There is a robust and transient innate immune response in the brain during
endotoxemia, which is associated with a cascade of
NF-kappaB signaling events and transcriptional activation of genes that encode
TNF-alpha and the
LPS receptor CD14. The present study investigated whether circulating LPS has the ability to modulate the cerebral innate immune response caused by an intrastriatal (IS) injection of the
endotoxin. We also tested the possibility that CD14 plays a role in these effects and male rats received an intracerebroventricular injection with an anti-CD14 before the IS LPS administration. The single LPS bolus into the striatum caused a strong and time-dependent transcriptional activation of
TNF-alpha,
IkappaBalpha, CD14, and
monocyte chemoattractant protein-1 mRNA in microglial cells ipsilateral to the site of injection. Surprisingly, this wave of induced transcripts was essentially abolished by the systemic
endotoxin pretreatment.

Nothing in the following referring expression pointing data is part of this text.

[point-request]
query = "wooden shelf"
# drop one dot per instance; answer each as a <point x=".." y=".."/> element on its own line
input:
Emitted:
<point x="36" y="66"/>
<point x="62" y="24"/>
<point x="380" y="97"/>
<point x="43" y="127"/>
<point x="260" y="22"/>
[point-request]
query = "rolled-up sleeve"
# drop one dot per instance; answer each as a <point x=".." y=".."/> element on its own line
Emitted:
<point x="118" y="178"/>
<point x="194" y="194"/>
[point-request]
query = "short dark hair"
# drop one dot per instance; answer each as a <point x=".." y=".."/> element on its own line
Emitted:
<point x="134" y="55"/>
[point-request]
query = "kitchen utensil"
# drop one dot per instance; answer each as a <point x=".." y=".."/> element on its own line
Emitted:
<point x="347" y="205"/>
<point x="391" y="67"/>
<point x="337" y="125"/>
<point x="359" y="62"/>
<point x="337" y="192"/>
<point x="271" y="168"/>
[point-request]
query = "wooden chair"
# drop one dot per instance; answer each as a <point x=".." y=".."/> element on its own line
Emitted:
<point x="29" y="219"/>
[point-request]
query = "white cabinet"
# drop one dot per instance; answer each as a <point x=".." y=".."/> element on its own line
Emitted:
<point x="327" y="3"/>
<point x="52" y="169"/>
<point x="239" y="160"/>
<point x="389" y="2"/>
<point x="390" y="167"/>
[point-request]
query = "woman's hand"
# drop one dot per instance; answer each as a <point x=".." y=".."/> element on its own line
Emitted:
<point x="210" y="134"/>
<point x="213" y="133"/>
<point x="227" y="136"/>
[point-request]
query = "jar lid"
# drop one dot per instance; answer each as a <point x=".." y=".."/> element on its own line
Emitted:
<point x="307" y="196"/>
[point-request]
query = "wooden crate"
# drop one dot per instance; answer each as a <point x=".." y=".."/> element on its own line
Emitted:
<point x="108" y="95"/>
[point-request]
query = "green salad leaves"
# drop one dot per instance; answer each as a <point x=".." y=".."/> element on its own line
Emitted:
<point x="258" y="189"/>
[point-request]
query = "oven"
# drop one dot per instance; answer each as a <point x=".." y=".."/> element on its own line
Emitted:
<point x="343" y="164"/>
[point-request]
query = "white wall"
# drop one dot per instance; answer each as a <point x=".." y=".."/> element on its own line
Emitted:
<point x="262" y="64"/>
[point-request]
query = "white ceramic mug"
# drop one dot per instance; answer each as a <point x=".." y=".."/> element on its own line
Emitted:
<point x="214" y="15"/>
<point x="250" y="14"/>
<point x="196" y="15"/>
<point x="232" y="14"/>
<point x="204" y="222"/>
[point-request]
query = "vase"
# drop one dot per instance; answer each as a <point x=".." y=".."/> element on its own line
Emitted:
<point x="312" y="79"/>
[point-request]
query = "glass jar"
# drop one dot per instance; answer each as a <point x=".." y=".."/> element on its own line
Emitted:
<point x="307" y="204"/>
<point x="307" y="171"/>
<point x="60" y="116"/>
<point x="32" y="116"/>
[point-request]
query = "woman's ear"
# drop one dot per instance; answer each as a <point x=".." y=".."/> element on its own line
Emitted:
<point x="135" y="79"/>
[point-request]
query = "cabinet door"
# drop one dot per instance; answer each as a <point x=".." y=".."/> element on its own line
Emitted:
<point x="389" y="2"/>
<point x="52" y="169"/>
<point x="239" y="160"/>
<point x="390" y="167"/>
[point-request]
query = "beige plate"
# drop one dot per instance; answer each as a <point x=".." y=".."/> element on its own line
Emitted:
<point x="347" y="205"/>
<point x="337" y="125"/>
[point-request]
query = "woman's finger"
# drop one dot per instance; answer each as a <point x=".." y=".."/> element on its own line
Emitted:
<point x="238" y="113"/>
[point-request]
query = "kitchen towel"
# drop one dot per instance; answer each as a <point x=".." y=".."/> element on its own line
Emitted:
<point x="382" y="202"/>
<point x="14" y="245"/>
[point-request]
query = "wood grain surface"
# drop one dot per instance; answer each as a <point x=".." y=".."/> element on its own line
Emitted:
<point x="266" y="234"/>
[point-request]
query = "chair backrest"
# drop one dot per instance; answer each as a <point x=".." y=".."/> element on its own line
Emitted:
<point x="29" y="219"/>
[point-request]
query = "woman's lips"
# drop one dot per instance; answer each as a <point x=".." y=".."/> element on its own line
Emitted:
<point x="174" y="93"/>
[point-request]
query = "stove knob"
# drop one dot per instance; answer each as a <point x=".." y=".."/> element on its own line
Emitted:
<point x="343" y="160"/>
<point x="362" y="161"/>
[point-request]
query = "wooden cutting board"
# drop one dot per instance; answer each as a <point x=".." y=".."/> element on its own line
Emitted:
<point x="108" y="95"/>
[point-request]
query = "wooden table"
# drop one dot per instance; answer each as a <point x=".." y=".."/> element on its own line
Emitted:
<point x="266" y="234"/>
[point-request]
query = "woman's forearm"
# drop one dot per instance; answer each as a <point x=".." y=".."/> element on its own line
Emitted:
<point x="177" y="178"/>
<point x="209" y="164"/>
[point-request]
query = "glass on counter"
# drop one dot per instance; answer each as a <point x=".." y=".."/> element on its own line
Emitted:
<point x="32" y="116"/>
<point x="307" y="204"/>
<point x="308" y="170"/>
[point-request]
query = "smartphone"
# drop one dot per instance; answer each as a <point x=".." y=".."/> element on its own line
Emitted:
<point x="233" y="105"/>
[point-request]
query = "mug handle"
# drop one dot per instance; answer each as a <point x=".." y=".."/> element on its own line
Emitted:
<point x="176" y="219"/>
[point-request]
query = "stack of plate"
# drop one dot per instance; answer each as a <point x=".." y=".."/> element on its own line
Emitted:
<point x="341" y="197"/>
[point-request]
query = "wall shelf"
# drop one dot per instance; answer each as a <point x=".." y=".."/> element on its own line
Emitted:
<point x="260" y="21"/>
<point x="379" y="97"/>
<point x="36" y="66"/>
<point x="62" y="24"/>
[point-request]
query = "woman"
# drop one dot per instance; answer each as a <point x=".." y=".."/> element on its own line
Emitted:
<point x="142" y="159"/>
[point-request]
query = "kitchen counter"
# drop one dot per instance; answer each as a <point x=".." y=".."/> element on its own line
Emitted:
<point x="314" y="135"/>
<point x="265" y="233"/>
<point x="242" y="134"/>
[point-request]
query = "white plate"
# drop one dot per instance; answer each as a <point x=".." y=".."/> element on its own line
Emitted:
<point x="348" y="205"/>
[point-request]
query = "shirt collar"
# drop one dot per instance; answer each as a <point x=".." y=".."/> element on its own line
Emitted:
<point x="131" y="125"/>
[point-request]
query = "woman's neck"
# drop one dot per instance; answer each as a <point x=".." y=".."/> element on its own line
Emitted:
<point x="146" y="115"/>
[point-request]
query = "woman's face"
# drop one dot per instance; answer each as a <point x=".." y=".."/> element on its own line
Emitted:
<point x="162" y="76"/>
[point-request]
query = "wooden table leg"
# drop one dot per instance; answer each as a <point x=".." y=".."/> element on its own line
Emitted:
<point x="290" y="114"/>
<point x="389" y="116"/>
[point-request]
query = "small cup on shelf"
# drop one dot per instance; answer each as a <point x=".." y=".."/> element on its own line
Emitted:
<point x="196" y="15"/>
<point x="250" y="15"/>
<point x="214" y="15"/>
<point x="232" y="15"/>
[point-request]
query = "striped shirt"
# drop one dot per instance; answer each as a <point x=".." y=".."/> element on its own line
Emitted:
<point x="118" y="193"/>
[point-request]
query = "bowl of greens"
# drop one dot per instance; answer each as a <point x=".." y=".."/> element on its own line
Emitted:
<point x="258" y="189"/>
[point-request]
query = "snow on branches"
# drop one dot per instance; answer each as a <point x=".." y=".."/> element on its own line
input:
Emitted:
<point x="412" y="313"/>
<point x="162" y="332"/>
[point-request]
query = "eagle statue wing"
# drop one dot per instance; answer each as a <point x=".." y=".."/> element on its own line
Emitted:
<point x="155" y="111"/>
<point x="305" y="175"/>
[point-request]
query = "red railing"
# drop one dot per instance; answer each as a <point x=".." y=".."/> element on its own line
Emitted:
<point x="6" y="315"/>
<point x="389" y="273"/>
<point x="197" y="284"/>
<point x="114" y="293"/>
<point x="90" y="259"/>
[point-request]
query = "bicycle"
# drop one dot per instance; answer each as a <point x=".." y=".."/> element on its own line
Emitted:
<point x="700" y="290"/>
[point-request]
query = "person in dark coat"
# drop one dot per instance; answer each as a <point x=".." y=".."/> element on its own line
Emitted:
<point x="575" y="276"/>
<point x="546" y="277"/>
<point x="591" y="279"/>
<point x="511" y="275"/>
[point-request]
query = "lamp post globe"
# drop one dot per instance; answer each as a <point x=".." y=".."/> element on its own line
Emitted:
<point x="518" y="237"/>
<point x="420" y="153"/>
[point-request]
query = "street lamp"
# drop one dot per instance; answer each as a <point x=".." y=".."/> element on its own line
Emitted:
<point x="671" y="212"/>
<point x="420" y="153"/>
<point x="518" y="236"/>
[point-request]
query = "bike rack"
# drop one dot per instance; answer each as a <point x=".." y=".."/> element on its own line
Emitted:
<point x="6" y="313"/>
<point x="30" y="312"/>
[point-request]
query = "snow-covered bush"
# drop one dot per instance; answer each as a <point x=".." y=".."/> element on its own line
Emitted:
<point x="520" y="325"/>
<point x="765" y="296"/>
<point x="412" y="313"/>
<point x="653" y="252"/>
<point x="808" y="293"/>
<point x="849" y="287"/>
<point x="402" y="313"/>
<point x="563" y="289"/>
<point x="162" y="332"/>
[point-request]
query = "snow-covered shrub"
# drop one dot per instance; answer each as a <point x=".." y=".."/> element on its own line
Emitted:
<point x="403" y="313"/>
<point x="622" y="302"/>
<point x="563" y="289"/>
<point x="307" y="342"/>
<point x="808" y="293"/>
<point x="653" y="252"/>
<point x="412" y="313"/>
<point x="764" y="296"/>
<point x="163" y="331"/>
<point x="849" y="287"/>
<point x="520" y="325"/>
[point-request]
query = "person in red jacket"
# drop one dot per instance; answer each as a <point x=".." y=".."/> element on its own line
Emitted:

Such anti-inflammatory properties of circulating LPS are mediated via plasma
corticosterone, because exogenous
corticoids mimicked while
glucocorticoid receptor antagonist
RU486 prevented the effects of systemic
endotoxin challenge. Of interest is the partial involvement of CD14 in LPS-induced
neuroinflammation; the anti-CD14 significantly abolished the microglial activity at day 3, but not at times earlier. The inflammatory response provoked by an acute intraparenchymal LPS bolus was not associated with convincing neurodegenerative processes. These data provide compelling evidence that systemic
inflammation, through the increase in circulating
glucocorticoids, has the ability to prevent the cerebral innate immune reaction triggered by an IS
endotoxin injection. This study also further consolidates the existence of such system in the brain, which is finely regulated and its transient activation is not harmful for the neuronal elements.